Skimmer summit aims to stop theft of credit card info

After inspectors discovered six credit card skimmers at gas pumps in Montgomery, Butler and Hamilton counties in November, county auditors and other local and state officials met in Trotwood on Wednesday to discuss the issue.

“We just want to raise awareness and meet with different people that are involved and see what kind of things we can do to prevent this from getting completely out of hand,” said Montgomery County Auditor Karl Keith, who hosted the Gas Pump Skimmer Summit.

Keith said weights and measures inspectors have examined about half of the more than 200 gas pumps in Montgomery County as part of their annual inspection process, and only one skimmer was found. However, he said his office remains vigilant, especially when neighboring counties discover skimmers.
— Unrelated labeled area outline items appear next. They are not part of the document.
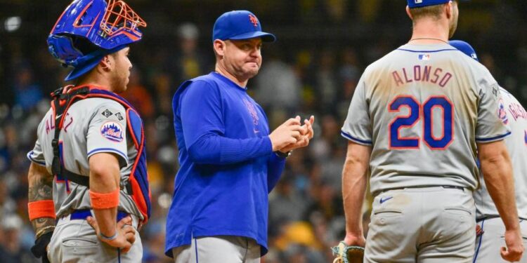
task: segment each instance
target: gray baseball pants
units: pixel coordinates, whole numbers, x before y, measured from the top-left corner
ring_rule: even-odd
[[[502,258],[500,250],[505,245],[505,225],[500,217],[483,220],[478,222],[484,233],[476,238],[476,250],[474,263],[508,262]],[[527,248],[527,221],[520,221],[523,246]],[[527,263],[527,256],[523,254],[521,263]]]
[[[198,237],[172,249],[175,263],[259,263],[260,245],[243,236]]]
[[[374,198],[365,262],[470,263],[474,201],[467,189],[389,190]]]
[[[86,220],[70,220],[70,215],[58,220],[48,250],[51,263],[139,263],[143,245],[137,231],[137,217],[132,216],[136,241],[126,253],[101,242]]]

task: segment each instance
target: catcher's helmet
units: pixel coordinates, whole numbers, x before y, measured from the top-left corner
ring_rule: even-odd
[[[65,81],[95,67],[102,58],[138,41],[146,22],[121,0],[74,0],[51,29],[49,52],[74,68]]]

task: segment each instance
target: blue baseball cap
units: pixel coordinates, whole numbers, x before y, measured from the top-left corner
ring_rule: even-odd
[[[276,36],[261,31],[260,21],[252,13],[241,10],[224,13],[214,23],[212,41],[241,40],[256,37],[264,42],[274,42]]]
[[[474,58],[476,61],[479,61],[478,60],[478,55],[476,54],[476,50],[474,50],[474,48],[469,43],[461,40],[451,40],[448,41],[448,43],[469,57]]]
[[[415,8],[417,7],[424,7],[428,6],[440,5],[446,4],[451,0],[407,0],[408,3],[408,7],[410,8]],[[468,1],[469,0],[462,0],[464,1]]]

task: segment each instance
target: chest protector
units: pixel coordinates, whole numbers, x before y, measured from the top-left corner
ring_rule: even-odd
[[[58,123],[55,126],[55,137],[51,142],[53,150],[51,170],[53,175],[60,175],[69,181],[88,188],[90,187],[89,177],[66,170],[63,162],[60,160],[58,137],[64,124],[66,112],[75,102],[89,97],[113,100],[124,107],[126,112],[126,126],[137,149],[137,157],[134,161],[130,177],[124,187],[126,187],[128,194],[131,196],[144,217],[141,223],[146,223],[150,216],[151,193],[148,186],[148,174],[146,170],[144,128],[143,121],[137,111],[122,97],[105,90],[98,89],[96,87],[67,86],[55,90],[51,93],[51,96],[53,97],[51,107],[53,110],[55,123]]]

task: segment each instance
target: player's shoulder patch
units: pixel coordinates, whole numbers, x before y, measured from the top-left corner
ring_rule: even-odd
[[[500,97],[500,99],[498,100],[497,116],[502,120],[503,124],[509,124],[509,119],[507,117],[505,102],[502,97]]]
[[[100,134],[106,139],[115,142],[124,140],[123,128],[117,121],[107,121],[100,127]]]

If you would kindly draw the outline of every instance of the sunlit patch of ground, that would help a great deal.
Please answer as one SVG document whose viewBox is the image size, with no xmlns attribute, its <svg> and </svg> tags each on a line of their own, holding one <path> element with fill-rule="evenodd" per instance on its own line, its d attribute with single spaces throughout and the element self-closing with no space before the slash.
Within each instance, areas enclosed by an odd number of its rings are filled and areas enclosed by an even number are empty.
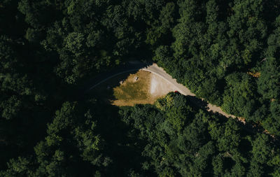
<svg viewBox="0 0 280 177">
<path fill-rule="evenodd" d="M 144 71 L 130 74 L 122 81 L 120 85 L 113 88 L 115 99 L 111 100 L 112 104 L 118 106 L 152 104 L 158 98 L 176 90 L 173 85 L 164 79 Z"/>
</svg>

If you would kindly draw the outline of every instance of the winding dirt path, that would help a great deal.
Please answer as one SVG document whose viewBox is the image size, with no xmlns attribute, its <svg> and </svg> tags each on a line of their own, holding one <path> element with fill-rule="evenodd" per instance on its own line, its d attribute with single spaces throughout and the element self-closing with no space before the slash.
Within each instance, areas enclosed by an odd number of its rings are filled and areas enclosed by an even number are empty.
<svg viewBox="0 0 280 177">
<path fill-rule="evenodd" d="M 196 97 L 196 95 L 190 92 L 190 90 L 184 86 L 182 84 L 179 84 L 177 83 L 177 80 L 174 78 L 173 78 L 170 75 L 169 75 L 165 71 L 162 69 L 160 68 L 156 64 L 153 64 L 153 65 L 148 66 L 147 67 L 141 69 L 141 70 L 151 72 L 154 74 L 156 74 L 159 76 L 160 77 L 164 78 L 166 80 L 167 82 L 172 83 L 174 85 L 177 89 L 178 92 L 179 92 L 181 94 L 183 95 L 190 95 L 190 96 L 193 96 Z M 204 100 L 203 99 L 201 99 Z M 225 115 L 227 118 L 235 118 L 236 117 L 233 115 L 230 115 L 224 111 L 222 111 L 222 109 L 220 107 L 218 107 L 215 105 L 211 104 L 207 104 L 207 108 L 209 111 L 213 111 L 214 113 L 218 113 L 223 115 Z"/>
</svg>

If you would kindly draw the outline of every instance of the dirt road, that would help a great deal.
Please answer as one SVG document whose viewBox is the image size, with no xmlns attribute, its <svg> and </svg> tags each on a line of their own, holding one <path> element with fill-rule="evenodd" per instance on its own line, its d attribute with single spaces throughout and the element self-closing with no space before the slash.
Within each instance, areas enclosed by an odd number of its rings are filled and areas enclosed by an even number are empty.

“The one that was found in Butler County just before Thanksgiving was near the Montgomery County line … close to Germantown, so … there were four stations in Montgomery County in Germantown that we went and checked. … But we didn’t find anything there,” he said.
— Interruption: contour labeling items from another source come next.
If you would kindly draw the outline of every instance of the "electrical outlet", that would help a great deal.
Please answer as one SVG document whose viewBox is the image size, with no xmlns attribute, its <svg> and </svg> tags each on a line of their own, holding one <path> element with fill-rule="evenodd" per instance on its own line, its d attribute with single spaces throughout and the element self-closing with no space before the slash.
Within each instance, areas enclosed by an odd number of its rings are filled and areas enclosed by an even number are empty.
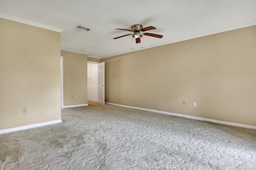
<svg viewBox="0 0 256 170">
<path fill-rule="evenodd" d="M 28 113 L 28 109 L 26 108 L 23 108 L 23 113 Z"/>
</svg>

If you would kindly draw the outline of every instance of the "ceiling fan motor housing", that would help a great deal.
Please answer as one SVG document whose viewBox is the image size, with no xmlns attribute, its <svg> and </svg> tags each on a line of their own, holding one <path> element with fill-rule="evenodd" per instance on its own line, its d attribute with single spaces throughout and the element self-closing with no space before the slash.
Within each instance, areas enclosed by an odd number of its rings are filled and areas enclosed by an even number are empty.
<svg viewBox="0 0 256 170">
<path fill-rule="evenodd" d="M 132 29 L 134 34 L 132 35 L 133 37 L 135 38 L 140 38 L 142 37 L 142 34 L 140 32 L 140 29 L 143 28 L 143 26 L 142 25 L 140 24 L 134 24 L 132 25 Z"/>
<path fill-rule="evenodd" d="M 132 29 L 134 31 L 136 30 L 140 30 L 143 28 L 143 26 L 140 24 L 134 24 L 132 25 Z"/>
</svg>

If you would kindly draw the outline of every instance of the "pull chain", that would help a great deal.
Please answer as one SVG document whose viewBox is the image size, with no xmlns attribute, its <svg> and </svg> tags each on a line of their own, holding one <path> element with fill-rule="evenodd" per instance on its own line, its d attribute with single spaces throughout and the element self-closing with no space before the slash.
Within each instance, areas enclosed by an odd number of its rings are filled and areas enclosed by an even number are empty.
<svg viewBox="0 0 256 170">
<path fill-rule="evenodd" d="M 133 38 L 132 39 L 132 49 L 133 50 Z"/>
<path fill-rule="evenodd" d="M 143 40 L 142 39 L 142 38 L 141 38 L 141 48 L 142 49 L 143 48 L 143 44 L 142 43 L 143 43 Z"/>
</svg>

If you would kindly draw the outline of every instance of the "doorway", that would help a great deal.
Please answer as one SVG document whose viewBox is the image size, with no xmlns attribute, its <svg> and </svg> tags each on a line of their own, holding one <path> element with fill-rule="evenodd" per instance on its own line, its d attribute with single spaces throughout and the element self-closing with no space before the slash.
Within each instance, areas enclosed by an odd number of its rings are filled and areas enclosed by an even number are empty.
<svg viewBox="0 0 256 170">
<path fill-rule="evenodd" d="M 87 63 L 87 100 L 98 102 L 98 63 Z"/>
</svg>

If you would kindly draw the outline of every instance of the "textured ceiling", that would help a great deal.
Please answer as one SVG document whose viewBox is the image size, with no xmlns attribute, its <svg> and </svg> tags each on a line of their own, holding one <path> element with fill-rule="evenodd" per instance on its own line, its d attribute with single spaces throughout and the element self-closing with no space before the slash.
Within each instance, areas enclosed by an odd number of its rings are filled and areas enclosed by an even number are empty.
<svg viewBox="0 0 256 170">
<path fill-rule="evenodd" d="M 62 49 L 102 58 L 256 25 L 256 0 L 0 0 L 0 13 L 63 29 Z M 113 39 L 135 24 L 164 37 Z"/>
</svg>

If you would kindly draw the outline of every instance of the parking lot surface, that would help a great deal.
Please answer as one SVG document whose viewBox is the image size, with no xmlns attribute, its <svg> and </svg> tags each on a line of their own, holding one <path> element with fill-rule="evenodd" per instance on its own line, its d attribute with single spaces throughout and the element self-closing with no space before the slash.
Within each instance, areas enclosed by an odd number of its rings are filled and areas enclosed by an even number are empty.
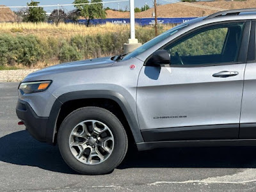
<svg viewBox="0 0 256 192">
<path fill-rule="evenodd" d="M 15 83 L 0 83 L 0 191 L 255 191 L 256 147 L 131 153 L 113 173 L 77 174 L 58 147 L 18 125 Z"/>
</svg>

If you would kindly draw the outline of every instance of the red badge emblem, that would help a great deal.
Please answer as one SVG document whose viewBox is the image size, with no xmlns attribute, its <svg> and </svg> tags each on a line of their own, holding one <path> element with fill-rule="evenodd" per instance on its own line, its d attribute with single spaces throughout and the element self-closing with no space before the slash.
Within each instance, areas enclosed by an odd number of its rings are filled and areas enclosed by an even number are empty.
<svg viewBox="0 0 256 192">
<path fill-rule="evenodd" d="M 136 68 L 136 65 L 130 65 L 130 69 L 131 70 L 134 70 Z"/>
</svg>

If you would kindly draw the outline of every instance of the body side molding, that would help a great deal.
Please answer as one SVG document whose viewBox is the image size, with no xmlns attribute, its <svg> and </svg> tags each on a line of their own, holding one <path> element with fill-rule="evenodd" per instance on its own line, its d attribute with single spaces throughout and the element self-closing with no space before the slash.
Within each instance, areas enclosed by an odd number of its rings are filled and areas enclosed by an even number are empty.
<svg viewBox="0 0 256 192">
<path fill-rule="evenodd" d="M 182 140 L 172 141 L 143 142 L 137 143 L 139 151 L 156 148 L 194 147 L 225 147 L 256 146 L 256 140 Z"/>
</svg>

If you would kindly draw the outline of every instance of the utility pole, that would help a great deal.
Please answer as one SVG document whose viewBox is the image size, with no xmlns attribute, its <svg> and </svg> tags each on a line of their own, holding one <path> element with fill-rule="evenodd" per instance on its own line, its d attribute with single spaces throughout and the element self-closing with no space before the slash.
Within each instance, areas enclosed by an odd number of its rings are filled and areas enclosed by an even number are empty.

Ohio State Highway Patrol trooper Frank Applegate, who spoke at the summit, investigates card-skimming cases. He said they have become more prevalent over the last few years.

“They’ve wreaked havoc over multiple states,” Applegate said. “I’d hear about one (in Ohio) every couple months. Now I’m getting emails weekly.”

Applegate said OSHP’s card skimmer investigations usually result from traffic stops where troopers may notice “bundles of gift cards” or stories that don’t match.

“Most times we’re getting the back end of this crime.We’re finding indicators that they have obtained credit card numbers via some criminal act such as gas pump skimmers. They use those skimmers to obtain people’s credit card numbers and then they go obtain gift cards and change those into money orders and commit their crime that way,” he explained.

Joe Singleton of Trotwood will now only pay cash at the gas station after someone stole his credit card information.

“My credit card was ran up to almost $700 and my bank finally got a hold of what was going on,” he said. “From that point on, I made sure that I was very careful when I used it.”

Keith said there are a number of things card users can do to prevent their information from being stolen. The most important one: Don’t use a debit card.

“If they were to skim your information, that gives them both your account number and your pin number and gives them direct access to your bank account,” Keith said.

Some gas pumps also have seals on them, according to Keith. He suggested avoiding pumps that appear to have seals broken. Keith also said newer gas pumps are harder for thieves to break into and install a skimmer.

“Some of the stations with newer pumps have put site-specific locking mechanisms on those pumps that make them very difficult to … break into,” Keith said.

He explained that some older stations use universal keys, which are easily accessible. Keith said his department was able to purchase a universal key for $3 plus the cost of shipping on eBay.

“The (pumps) that are most vulnerable are ones that are hard to see, or farthest away from an attendant, you know, away from a camera. Places where the station isn’t open 24 hours,” he said.

Keith said his office depends on the public to help keep skimmers out of gas pumps by reporting anything that may appear suspicious.

“One thing to keep in mind is once we’ve checked that station and gone away, it becomes vulnerable again,” Keith said. “We are doing our part, but we really want consumers to do their part and station owners and attendants to do their part as well.”

The summit was co-hosted by Clark County Auditor John Federer, Greene County Auditor David Graham and Warren County Auditor Matt Nolan.